Mechanism of the antitumoral activity of deferasirox, an iron chelation agent, on mantle cell lymphoma.

Leukemia & lymphoma

PubMedID: 23020673

Vazana-Barad L, Granot G, Mor-Tzuntz R, Levi I, Dreyling M, Nathan I, Shpilberg O. Mechanism of the antitumoral activity of deferasirox, an iron chelation agent, on mantle cell lymphoma. Leuk Lymphoma. 2013;54(4):851-9.
Mantle cell lymphoma (MCL) characterized by the t(11;14)(q13;q32) translocation, resulting in cyclin D1 overexpression, is one of the most challenging lymphomas to treat. Iron chelators, such as deferasirox, have previously been shown to exhibit anti-proliferative properties; however, their effect on MCL cells has never been investigated.
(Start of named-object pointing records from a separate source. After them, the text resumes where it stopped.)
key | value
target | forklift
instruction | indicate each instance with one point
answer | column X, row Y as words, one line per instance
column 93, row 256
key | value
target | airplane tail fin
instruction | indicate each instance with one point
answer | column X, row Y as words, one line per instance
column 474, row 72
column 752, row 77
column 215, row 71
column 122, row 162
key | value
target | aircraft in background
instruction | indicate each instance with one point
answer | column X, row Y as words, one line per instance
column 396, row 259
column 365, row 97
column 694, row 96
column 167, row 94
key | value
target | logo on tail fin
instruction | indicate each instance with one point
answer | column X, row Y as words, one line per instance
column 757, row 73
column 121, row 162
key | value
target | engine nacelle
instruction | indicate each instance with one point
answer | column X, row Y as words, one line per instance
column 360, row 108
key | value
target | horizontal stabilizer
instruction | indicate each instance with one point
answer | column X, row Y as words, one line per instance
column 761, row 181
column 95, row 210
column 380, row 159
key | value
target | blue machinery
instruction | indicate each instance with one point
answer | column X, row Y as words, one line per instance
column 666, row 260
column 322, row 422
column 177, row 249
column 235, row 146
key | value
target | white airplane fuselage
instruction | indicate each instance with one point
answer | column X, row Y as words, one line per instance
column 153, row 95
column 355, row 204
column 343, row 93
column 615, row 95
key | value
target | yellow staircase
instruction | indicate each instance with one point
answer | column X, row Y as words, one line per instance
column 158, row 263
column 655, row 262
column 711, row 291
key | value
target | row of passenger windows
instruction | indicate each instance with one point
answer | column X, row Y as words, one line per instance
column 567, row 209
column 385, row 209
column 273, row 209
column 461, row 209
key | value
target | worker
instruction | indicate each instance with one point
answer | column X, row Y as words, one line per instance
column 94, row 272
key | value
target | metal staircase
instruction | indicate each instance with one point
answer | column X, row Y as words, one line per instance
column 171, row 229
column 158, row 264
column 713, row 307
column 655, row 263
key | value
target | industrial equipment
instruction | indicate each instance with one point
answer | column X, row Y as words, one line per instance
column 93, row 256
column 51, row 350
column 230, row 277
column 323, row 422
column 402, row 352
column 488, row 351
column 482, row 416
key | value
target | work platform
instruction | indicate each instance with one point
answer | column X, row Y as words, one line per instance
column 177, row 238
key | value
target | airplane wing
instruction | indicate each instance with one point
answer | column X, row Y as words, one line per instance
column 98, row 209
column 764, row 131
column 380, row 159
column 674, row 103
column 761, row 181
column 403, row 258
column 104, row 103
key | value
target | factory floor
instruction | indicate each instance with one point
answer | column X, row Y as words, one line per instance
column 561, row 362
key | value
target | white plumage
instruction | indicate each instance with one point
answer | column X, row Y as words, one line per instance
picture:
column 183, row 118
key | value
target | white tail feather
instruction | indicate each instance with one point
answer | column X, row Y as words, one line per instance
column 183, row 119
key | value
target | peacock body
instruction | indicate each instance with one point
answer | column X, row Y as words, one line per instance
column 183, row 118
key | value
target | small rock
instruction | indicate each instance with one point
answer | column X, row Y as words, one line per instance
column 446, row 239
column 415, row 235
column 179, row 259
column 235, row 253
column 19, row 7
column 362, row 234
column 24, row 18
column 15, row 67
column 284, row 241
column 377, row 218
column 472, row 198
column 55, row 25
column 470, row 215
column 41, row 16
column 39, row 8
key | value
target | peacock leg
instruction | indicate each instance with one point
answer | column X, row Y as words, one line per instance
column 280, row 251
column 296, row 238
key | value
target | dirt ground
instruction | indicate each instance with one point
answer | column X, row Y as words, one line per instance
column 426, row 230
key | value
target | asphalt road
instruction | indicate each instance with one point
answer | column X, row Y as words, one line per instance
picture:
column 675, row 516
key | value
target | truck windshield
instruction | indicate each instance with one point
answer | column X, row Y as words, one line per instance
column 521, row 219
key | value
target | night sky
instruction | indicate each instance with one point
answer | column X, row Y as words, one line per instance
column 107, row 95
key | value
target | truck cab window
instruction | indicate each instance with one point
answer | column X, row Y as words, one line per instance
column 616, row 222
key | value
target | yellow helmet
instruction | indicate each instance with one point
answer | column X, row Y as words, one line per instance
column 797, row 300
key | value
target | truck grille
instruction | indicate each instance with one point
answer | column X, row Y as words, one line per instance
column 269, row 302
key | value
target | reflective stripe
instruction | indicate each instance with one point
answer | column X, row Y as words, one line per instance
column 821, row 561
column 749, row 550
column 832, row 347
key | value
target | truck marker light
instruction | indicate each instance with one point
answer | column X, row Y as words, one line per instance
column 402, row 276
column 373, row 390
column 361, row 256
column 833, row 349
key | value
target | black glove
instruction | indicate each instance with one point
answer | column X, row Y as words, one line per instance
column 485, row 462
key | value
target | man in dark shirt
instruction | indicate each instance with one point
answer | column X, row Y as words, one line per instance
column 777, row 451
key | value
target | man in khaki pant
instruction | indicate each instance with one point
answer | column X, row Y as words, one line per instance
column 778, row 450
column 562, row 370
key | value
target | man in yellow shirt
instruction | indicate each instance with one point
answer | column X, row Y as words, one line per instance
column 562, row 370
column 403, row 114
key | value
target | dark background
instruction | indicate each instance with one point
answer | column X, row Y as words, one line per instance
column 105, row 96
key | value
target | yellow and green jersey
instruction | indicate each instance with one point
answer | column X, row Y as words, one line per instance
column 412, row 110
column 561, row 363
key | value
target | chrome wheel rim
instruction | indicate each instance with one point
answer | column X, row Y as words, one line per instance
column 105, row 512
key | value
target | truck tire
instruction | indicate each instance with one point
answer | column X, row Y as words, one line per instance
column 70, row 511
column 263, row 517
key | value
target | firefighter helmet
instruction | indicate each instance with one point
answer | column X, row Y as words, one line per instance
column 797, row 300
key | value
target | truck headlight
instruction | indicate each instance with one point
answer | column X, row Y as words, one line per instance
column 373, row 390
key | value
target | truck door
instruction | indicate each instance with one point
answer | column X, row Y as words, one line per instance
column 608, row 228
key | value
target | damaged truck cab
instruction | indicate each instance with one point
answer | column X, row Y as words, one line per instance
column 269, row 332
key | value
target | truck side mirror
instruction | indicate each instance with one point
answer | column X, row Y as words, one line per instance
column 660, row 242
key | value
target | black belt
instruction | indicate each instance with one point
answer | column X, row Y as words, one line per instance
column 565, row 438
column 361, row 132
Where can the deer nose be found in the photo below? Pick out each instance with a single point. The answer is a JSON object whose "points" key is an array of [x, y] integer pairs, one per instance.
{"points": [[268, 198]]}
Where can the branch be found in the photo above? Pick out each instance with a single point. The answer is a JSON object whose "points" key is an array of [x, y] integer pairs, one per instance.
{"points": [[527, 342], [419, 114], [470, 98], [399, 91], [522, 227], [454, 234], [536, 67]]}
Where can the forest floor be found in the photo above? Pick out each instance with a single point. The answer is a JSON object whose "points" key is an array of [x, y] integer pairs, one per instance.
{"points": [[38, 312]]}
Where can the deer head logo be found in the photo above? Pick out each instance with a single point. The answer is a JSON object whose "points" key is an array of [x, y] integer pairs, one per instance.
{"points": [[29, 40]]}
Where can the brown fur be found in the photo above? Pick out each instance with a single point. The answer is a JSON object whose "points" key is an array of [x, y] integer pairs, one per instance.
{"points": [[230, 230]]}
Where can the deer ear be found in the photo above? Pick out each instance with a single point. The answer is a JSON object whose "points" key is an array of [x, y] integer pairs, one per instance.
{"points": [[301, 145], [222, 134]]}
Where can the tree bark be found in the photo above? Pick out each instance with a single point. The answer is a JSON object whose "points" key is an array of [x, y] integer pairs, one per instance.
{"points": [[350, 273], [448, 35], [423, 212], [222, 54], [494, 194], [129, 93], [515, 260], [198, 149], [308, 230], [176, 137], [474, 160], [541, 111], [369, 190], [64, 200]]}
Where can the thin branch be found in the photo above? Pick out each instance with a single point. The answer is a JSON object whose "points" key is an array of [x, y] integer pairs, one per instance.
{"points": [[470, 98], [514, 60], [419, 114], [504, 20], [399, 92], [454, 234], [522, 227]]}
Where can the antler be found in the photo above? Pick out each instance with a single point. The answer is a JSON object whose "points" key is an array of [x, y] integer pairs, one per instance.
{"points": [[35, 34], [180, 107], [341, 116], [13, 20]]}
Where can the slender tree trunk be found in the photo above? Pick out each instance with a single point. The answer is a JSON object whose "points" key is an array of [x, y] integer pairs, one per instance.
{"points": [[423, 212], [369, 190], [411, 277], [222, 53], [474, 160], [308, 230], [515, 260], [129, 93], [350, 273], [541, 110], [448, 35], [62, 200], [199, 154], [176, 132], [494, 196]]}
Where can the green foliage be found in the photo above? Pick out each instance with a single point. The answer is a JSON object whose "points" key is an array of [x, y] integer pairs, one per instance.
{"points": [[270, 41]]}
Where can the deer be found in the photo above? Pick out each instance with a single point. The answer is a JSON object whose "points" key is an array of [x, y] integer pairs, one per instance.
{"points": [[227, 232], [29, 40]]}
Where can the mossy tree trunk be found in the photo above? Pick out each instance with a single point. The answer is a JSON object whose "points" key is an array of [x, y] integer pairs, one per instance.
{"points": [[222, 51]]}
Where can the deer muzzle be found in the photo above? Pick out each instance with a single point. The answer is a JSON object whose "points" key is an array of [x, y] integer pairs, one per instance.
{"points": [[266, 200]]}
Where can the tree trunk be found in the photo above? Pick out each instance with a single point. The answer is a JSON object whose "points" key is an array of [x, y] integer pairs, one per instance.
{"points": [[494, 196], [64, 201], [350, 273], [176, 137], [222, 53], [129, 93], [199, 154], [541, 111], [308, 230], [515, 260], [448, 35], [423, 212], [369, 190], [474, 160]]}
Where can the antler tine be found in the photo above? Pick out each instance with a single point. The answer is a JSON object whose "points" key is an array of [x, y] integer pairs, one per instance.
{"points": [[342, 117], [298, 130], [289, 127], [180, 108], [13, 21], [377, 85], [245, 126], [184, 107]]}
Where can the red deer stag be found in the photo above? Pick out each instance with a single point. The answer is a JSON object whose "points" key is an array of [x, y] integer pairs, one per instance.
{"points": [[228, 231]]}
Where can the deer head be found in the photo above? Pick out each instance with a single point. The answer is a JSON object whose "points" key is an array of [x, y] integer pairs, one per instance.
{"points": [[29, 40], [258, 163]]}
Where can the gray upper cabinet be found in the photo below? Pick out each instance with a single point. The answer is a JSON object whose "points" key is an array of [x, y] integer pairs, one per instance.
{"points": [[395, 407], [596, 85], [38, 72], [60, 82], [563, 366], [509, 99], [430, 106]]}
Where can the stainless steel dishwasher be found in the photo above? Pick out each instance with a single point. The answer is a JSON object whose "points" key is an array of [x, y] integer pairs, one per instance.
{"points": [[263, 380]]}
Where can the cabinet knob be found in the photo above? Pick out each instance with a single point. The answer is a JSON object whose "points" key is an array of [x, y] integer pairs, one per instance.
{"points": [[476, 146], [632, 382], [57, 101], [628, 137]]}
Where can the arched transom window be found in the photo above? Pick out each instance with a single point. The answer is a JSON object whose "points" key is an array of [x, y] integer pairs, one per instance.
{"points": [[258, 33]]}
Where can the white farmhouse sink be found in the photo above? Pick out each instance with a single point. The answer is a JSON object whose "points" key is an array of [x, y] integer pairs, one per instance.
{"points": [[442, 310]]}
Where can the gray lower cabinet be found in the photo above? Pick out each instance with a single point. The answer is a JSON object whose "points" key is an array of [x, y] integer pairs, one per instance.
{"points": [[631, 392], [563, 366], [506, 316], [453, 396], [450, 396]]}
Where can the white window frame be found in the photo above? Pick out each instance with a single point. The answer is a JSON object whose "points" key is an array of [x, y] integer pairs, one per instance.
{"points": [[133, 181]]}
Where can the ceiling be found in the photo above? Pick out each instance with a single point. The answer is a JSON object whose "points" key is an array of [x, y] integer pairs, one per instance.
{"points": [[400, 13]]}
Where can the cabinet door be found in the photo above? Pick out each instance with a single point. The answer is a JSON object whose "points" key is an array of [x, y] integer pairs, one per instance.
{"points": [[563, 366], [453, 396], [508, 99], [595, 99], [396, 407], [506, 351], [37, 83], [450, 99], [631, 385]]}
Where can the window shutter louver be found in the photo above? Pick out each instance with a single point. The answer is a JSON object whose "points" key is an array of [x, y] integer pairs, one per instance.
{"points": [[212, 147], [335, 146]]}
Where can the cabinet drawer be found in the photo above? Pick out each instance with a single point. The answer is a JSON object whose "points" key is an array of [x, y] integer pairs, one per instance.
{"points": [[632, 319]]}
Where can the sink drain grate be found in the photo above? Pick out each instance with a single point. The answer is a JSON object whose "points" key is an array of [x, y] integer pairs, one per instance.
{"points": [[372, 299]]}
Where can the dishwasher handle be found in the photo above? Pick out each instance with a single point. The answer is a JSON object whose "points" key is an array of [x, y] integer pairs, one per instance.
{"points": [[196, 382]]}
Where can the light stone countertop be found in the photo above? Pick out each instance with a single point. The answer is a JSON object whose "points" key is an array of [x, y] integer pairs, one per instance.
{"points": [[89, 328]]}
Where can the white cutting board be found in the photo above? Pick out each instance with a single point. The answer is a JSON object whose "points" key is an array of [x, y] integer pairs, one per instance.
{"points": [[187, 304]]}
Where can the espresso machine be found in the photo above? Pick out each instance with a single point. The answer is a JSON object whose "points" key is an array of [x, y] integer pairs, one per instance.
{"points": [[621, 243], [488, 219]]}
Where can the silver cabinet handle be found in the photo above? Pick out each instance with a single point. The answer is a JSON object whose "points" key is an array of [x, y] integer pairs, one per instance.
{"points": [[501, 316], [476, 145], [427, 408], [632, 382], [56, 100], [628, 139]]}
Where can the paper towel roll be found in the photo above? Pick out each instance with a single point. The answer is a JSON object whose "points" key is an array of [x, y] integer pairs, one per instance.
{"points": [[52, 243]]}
We showed that deferasirox exhibited antitumoral activity against the MCL cell lines HBL-2, Granta-519 and Jeko-1, with 50% inhibitory concentration (IC(50)) values of 7.99 ± 2.46 µM, 8.93 ± 2.25 µM and 31.86 ± 7.26 µM, respectively. Deferasirox induced apoptosis mediated through caspase-3 activation and decreased cyclin D1 protein levels resulting from increased proteasomal degradation. We also demonstrated down-regulation of phosphor-RB (Ser780) expression, which resulted in increasing levels of the E2F/RB complex and G(1)/S arrest. Finally, we showed that deferasirox activity was dependent on its iron chelating ability. The present data indicate that deferasirox, by down-regulating cyclin D1 and inhibiting its related signals, may constitute a promising adjuvant therapeutic molecule in the strategy for MCL treatment.